Dakwah itu mulia. Allah Ta’ala memberitahukan melalui al-Qur’an bahwa berdakwah atau menjadi dai merupakan pekerjaan yang paling mulia. Ialah mengajak orang-orang yang jauh untuk mendekat kepada-Nya, mengajak orang-orang yang syirik untuk menyembah hanya kepada-Nya, mengajak manusia dari penghambaan kepada sesama menuju penyembahan hanya kepada-Nya, mengajak orang dari keburukan menuju jalan bertabur cahaya.
Sayangnya, ada sebagian oknum yang tidak memahami esensi menjadi dai. Sebagian besarnya terbelah menjadi dua kubu yang ekstrem. Satu kubu sangat mendewakan harta dalam berdakwah, sedangkan kubu lainnya sangat apatis bahkan terkesan anti uang.

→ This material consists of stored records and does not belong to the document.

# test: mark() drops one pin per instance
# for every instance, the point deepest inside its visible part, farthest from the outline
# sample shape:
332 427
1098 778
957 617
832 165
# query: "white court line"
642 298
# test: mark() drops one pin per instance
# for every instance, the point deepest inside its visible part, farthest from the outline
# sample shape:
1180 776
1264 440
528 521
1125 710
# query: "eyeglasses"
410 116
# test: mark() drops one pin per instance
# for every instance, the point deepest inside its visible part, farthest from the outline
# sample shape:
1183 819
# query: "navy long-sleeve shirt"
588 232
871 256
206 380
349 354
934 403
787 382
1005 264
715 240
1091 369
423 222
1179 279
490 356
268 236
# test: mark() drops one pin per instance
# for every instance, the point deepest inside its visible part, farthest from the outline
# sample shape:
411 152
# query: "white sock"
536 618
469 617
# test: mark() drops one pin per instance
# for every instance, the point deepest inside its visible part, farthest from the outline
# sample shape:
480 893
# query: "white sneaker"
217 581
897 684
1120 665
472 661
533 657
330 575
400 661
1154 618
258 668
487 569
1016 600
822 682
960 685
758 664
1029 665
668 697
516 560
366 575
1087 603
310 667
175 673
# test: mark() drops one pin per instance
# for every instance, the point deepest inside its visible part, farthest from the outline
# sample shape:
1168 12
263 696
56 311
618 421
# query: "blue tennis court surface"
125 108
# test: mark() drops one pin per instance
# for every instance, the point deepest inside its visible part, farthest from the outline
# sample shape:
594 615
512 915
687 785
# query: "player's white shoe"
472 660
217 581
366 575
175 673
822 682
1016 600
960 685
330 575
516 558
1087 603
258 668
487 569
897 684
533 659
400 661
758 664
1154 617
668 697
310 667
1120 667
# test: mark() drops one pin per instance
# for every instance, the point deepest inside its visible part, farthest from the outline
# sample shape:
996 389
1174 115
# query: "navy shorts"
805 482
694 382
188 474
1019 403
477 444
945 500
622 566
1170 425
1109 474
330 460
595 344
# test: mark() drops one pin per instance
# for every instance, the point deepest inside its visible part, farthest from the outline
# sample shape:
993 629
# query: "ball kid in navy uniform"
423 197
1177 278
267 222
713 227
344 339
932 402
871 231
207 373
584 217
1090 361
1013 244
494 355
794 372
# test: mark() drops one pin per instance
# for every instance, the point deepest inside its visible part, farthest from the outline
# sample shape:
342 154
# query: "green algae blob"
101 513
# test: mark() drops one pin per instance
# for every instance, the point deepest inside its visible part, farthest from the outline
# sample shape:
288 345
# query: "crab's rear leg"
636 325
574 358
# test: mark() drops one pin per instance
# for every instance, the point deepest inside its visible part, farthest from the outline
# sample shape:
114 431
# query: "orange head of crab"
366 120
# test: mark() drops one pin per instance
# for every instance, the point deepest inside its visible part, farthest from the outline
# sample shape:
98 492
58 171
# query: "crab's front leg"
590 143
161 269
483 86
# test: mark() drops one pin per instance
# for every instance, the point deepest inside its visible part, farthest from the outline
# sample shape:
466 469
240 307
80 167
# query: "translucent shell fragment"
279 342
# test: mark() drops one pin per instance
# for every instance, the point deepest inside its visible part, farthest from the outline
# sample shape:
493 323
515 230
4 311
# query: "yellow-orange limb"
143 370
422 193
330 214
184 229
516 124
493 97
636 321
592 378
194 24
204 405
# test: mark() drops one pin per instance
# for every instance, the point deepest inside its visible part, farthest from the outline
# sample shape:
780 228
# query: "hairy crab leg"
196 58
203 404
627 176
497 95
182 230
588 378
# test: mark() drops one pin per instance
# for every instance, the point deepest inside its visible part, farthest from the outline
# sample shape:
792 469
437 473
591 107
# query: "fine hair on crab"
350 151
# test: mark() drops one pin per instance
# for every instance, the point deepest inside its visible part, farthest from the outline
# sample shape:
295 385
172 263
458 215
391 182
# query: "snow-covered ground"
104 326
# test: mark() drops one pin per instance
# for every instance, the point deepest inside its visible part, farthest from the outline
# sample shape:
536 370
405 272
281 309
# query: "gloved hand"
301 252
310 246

Padahal, keduanya sama bermasalahnya. Sebab bagaimana pun, dakwah membutuhkan dana operasional. Para dai juga harus memberikan nafkah kepada anak-anak, istri, dan orang yang berada dalam perwaliannya.
Kang Rendy Saputra dalam materinya di Sekolah Bisnis Dua Kodi Kartika tentang membenahi cara pandang terhadap uang menyampaikan satu kisah yang membuat saya-dan mungkin banyak aktivis dakwah atau kaum Muslimin-tercengang.
Ialah sebuah fakta miris yang dialami oleh sebagian aktivis dan kaum Muslimin. Lantaran kekeliruan yang dilakukan oleh oknum ini, Islam, dakwah, Allah, dan Rasulullah Shallallahu ‘Alaihi Wa sallam menjadi sasaran hinaan.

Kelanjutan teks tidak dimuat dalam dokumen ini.